Significance. If the selective triggering mechanism proves reliable, the work would establish a practical complement to training-phase advances for industrial CTR systems by allocating extra inference compute only where it is beneficial, without requiring retraining or model changes.
major comments (3)
- [Abstract] Abstract: The central claim that selective uncertainty-triggered exploration produces the reported gains depends on the dual-signal estimator correctly separating cases where exploration is beneficial. No ablations are described that isolate this component (e.g., uncertainty trigger versus random selection at matched exploration budget, or versus single-signal variants), so it remains possible that any additional compute on a subset of instances would yield similar improvements.
- [Abstract] Abstract: The manuscript states that predictions are aggregated via consistency-weighted ensembling and that average overhead is kept at ~2.8× base cost, yet provides no implementation details, pseudocode, or validation of the weighting scheme or overhead calculation. This information is required to assess reproducibility and whether the claimed latency properties hold.
- [Abstract] Abstract: Statistically significant gains are reported on four datasets, but the text supplies no information on error bars, number of runs, variance across random seeds, or the precise statistical test and multiple-comparison correction used for the offline and online results.
minor comments (1)
- [Abstract] The abstract refers to 'adaptive feature filtering' and 'stochastic feature-path explorations' without defining the precise filtering criterion or the distribution from which paths are sampled.
Simulated Author's Rebuttal
We thank the referee for the constructive feedback on our manuscript.
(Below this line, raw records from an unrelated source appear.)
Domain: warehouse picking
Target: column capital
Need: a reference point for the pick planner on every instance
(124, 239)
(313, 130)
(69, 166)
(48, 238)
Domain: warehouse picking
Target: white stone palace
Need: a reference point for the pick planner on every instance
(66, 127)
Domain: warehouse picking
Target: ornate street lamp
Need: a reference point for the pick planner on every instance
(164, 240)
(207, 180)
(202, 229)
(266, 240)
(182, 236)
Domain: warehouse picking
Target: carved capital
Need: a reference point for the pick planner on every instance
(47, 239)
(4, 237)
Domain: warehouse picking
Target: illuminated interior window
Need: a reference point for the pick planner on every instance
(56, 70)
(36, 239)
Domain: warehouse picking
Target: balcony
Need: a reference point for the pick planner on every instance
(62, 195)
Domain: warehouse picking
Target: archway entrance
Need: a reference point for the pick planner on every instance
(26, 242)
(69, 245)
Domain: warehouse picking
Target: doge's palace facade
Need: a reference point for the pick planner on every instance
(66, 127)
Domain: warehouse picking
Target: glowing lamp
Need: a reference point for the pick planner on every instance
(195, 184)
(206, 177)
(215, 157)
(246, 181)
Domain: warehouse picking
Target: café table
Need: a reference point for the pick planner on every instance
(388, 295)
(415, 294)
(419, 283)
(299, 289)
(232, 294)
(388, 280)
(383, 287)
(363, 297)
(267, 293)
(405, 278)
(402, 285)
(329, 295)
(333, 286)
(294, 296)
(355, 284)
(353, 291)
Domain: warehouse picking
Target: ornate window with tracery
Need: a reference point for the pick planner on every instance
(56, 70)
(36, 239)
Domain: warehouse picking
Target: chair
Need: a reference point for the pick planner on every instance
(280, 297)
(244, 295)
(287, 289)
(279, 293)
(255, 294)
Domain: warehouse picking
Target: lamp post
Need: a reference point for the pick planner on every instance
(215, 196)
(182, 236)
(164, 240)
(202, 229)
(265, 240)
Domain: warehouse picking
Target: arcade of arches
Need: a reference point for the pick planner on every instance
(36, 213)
We address each major comment below and will revise the abstract and relevant sections to improve clarity and reproducibility.
read point-by-point responses
-
Referee: [Abstract] Abstract: The central claim that selective uncertainty-triggered exploration produces the reported gains depends on the dual-signal estimator correctly separating cases where exploration is beneficial. No ablations are described that isolate this component (e.g., uncertainty trigger versus random selection at matched exploration budget, or versus single-signal variants), so it remains possible that any additional compute on a subset of instances would yield similar improvements.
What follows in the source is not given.